Leigh Ann Dunning has spent her life writing and her career teaching writing. She earned her doctorate from the Indiana University of Pennsylvania in Composition and TESOL. She has written for academic publishers, national magazines, and local newspapers, and she's found a home in the Writing Center with tutors who share her love for connecting with others through writing. When you see her, she'll probably have a notebook and pen in hand and her iPad at the ready. Her most recent major writing project was her dissertation, which explored the experiences of undergraduate tutors conducting research using interviewing as their method of inquiry. She recently co-authored a chapter in Writing Program Architecture: Thirty Cases for Reference and Research from Utah State University Press, and she has presented scholarly work at the International Writing Center Association, the National Conference on Peer Tutoring and Writing, the Conference on College Composition and Communication, and the Thomas R. Watson Conference, among others. Beyond writing and teaching, she enjoys cooking tasty Italian dishes and exploring Florida with her husband and three children via bicycle and kayak.

Yanhong Zuo

Yanhong Zuo, PhD

Writing Center Assistant Director and Brown Teacher-Scholar Fellow

Being an English learner and educator, Yanhong found her passion in teaching academic writing and earned her PhD in education from Warner Graduate School of Education, University of Rochester in 2023. She enjoys working with students of diverse backgrounds and sharing her learning experiences with them. Her research interests include academic writing, digital multimodal composing, and teaching English to students who use English as an additional language. Her recent research project explores what changes the digital age has brought to writing and how instructors can respond to these changes and adapt their pedagogical approaches to meet students’ needs in the digital age.
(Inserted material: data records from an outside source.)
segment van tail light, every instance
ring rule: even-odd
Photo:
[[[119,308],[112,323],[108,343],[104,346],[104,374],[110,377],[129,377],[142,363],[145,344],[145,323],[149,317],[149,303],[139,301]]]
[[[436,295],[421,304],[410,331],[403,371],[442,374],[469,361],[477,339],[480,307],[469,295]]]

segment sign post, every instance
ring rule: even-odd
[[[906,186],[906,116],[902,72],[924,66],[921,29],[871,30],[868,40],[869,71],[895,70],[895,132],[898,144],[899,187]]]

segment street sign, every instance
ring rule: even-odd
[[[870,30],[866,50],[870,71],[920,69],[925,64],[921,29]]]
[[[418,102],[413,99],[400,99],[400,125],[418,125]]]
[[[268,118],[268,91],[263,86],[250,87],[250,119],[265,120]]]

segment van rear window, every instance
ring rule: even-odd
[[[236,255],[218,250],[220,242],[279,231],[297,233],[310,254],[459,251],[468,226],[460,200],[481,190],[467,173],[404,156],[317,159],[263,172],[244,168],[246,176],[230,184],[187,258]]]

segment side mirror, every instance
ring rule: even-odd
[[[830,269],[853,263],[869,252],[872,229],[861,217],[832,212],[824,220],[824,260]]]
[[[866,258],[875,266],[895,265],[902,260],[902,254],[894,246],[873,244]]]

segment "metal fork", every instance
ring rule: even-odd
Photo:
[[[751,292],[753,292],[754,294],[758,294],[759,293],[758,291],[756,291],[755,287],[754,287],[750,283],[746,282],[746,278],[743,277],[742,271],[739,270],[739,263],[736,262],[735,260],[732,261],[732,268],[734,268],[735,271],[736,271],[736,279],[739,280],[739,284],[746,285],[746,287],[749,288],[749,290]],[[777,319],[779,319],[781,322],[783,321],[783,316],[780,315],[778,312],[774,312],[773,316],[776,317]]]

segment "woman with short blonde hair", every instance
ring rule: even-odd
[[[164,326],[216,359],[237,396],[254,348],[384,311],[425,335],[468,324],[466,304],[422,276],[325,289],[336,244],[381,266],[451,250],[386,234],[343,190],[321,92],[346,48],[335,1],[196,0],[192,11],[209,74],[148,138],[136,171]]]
She coauthored a book on academic writing, An A to W of Academic Literacy: Key Concepts and Practices for Graduate Students published by the University of Michigan Press in 2021. Her most recent publication, Negotiating Polycentric Power Relations in China Through Digital Multimodal Composing in TESOL Quarterly explored instructors’ experiences of using digital multimodal composing as a pedagogical approach. She has presented her work at national conferences such as the American Association for Applied Linguistics (AAAL) Conference and the Teaching English to Speakers of Other Languages (TESOL) Convention. In her spare time, she enjoys cooking and traveling with her husband and two kids.